Brief facts of the case
- Taxpayer is engaged in the business of information technology services. They had entered into a agreement with customer for rendering payroll related services;
- The services to be rendered by the Indian entity were outsourced to its Philippines counterpart. In addition, it had also outsourced certain human resource services to Philippines entity for the project;
- The Assessing Officer(‘AO’) held that the payments made to Philippines entity were in the nature of Fees for Technical Services (‘FTS’) and since the Indian entity had failed to withhold tax under Section 195 of the Income Tax Act, 1961 (‘ITA’), it was assessee-in-default in terms of Section 201(1);
- The CIT(A) confirmed AO’s order. The same was challenged before the Tribunal and it held that the payments made by the Indian entity were not chargeable to tax under the India-Philippines DTAA and thus no tax was required to be deducted. Hence, Revenue appealed before the Karnataka High Court (‘HC’).

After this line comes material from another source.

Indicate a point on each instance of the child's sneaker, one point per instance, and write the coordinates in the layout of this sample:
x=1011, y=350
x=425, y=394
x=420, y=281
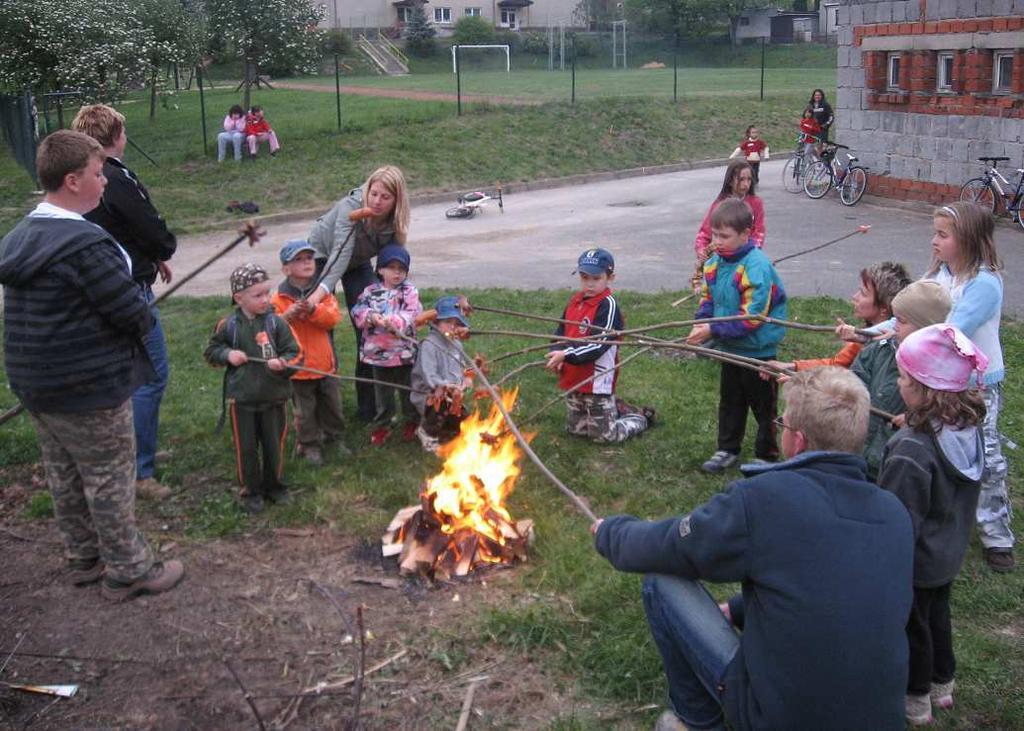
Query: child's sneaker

Key excerpts from the ruling
- HC observes that as far as the Philippines entity is concerned, it works like a sub-contractor under the Indian entity and earns profit by rendering outsourced payroll services;
- Upholds tribunal’s order holding that the Philippines entity was not rendering any technical service and therefore, the income in the hands of the Philippines entity is a business income;
- Further observes that since the Philippines entity does not have a PE in India, HC opines that tribunal rightly held that as per Article 7(1) and Article 23 of the agreement, the business profit of the Philippines entity shall be taxable only in its State of residence;
- As regards to Tribunal’s finding that Double Taxation Avoidance Agreement (DTAA) does not define FTS, HC states that the question does not arise for consideration as Revenue itself has taken a specific contention that FTS was absent under the India-Philippines Treaty;
- Accordingly held that the payments received by the Philippines entity shall not be liable for TDS under Section 195 and thus the Indian entity cannot be deemed as ‘assessee-in-default’.